Since 2020, involution has suddenly become a popular online term from an academic term to a popular one in China. Educational involution generally refers to a relatively closed teaching environment. In the field of education, education stakeholders continuously increase their time, energy, capital, and other investments in order to achieve their expected goals. Finally, it leads to leading to a decrease in the overall input-output ratio. The education involution has also become one of the most frequently mentioned "pain points", and people's intuitive feelings about it are parents' anxiety, students' hard work, teachers' fatigue, and all education stakeholders are increasing their investment. In this context, a general consensus is that involution as a kind of irrational competition is highly related to mental health, based on more than 100 million quotations on the internet pertaining to both involution and mental health 1.

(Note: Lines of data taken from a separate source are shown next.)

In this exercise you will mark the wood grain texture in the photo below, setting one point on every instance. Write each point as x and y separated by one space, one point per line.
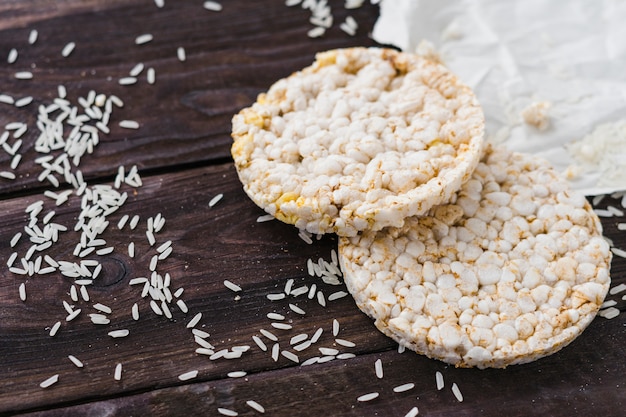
185 116
182 150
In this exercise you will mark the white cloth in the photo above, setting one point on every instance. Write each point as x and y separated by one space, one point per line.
514 53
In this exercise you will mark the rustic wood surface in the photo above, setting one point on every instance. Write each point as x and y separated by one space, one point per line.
182 152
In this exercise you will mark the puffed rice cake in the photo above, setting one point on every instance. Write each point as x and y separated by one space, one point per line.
513 269
361 139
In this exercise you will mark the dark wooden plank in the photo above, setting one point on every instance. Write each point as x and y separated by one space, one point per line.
210 245
581 380
185 116
226 242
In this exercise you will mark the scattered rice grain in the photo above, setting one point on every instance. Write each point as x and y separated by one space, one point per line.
404 387
227 412
75 361
143 39
129 124
439 380
188 375
68 49
255 406
368 397
215 200
119 333
55 328
457 392
212 6
50 381
117 375
232 286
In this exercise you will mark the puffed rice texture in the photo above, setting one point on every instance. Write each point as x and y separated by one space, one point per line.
360 140
513 269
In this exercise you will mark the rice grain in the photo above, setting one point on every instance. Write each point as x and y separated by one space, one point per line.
117 375
50 381
255 406
188 375
367 397
457 392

The negative impact of involution on higher education in universities deserves the attention of educators, as it brings new academic pressure and further threatens the mental health of college students, especially medical students who already face heavy academic pressure. In higher education, medical students deal with many more types of challenging stressors than most students with other majors, including curricular aspects, learning environments, intense academic demands and workloads, personal life events, and psychological pressures that are difficult to cope with 2,3. Medical students’ academic and emotional demands are more prominent than those of any other profession 4. Research has shown that stress is a double-edged sword for medical students that can either increase their chances of success or prevent them from enhancing their performance 5.

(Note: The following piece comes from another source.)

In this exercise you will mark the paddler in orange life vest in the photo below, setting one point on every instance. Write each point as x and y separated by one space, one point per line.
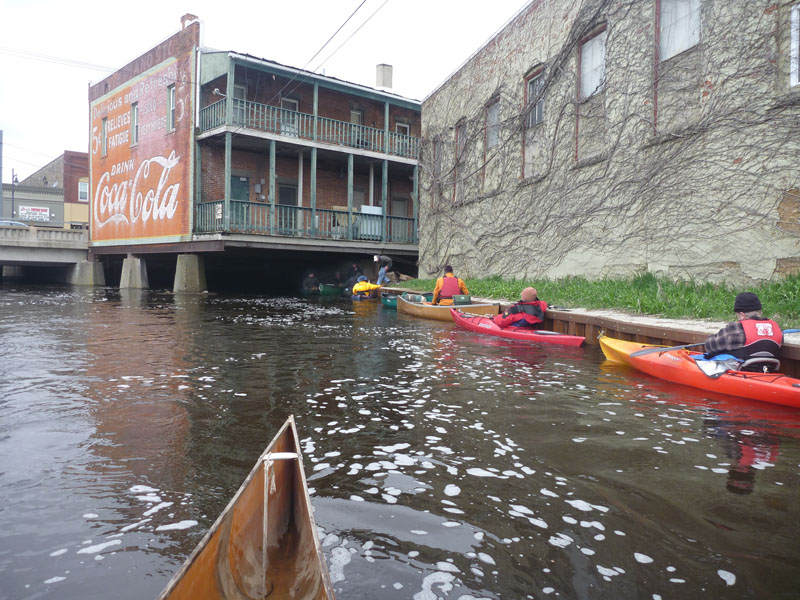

To medical students, stress provides motivation that, to some extent, can be considered an academic stimulation. However, prolonged stress can lower academic performance and lead to health problems 6. A study in China indicated that, to a certain extent, stress scores might negatively correlate with academic performance among medical students 5. In addition, many studies have shown evidence of a link between stressful events and physical health in all college students, including medical students 7,8. For example, among several psychosocial factors, emotional stress has been recognized as a modifiable risk factor for cardiovascular disease 9–11 and could cause cardiovascular consequences for medical students when long-term stressors are placed on them 7. Continuous stress further impacts students by negatively affecting their self-concept, such as self-worth, general health, and immune functions 12. Therefore, researchers have explored factors such as anxiety and depression, which are associated with stress 13,14. The negative emotions caused by these pressures reduce life satisfaction 15, threaten the mental health of medical students, hinder their self-development 16, and cause serious socioeconomic burdens 17.

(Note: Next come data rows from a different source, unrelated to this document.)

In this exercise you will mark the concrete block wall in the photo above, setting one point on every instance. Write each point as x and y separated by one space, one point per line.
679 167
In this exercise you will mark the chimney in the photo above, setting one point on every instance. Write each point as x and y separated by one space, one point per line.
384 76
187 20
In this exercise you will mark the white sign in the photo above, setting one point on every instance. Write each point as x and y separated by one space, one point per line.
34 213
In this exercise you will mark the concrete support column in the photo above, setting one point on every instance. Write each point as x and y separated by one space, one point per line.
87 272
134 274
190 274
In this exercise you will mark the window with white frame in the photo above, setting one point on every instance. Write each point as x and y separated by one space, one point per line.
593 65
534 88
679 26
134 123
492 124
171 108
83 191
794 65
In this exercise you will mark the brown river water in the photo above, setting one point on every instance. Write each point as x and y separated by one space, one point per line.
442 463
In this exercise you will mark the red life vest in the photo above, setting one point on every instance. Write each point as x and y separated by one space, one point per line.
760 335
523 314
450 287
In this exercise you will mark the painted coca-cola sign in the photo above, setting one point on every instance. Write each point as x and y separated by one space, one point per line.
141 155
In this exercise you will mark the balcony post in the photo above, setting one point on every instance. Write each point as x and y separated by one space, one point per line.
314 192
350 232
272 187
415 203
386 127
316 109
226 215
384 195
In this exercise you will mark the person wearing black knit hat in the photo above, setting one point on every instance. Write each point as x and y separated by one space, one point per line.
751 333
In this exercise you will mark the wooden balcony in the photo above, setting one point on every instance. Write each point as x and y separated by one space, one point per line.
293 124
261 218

Despite the growing evidence for a positive relationship between involution behavior and stress level among college students, the debate over whether involution causes mental health problem has persisted. A survey by da found that involution does not always have a positive correlation with anxiety among college students in different contexts. No previous studies have considered the psychological adjustment among medical students in coping with stress under Chinese academic involution. Under academic involution, exploring the process of coping with stress and psychological adjustment from medical students’ perspectives can be targeted to identify the adverse consequence caused by stress, and provide a basis for appropriate internal and external interventions to address the mental health problem and stress response for medical students in the future. Hence, this study aims to explore the experiences of medical students coping with stress under academic involution and construct an interpretive understanding from the medical students’ perspective by using constructivist grounded theory.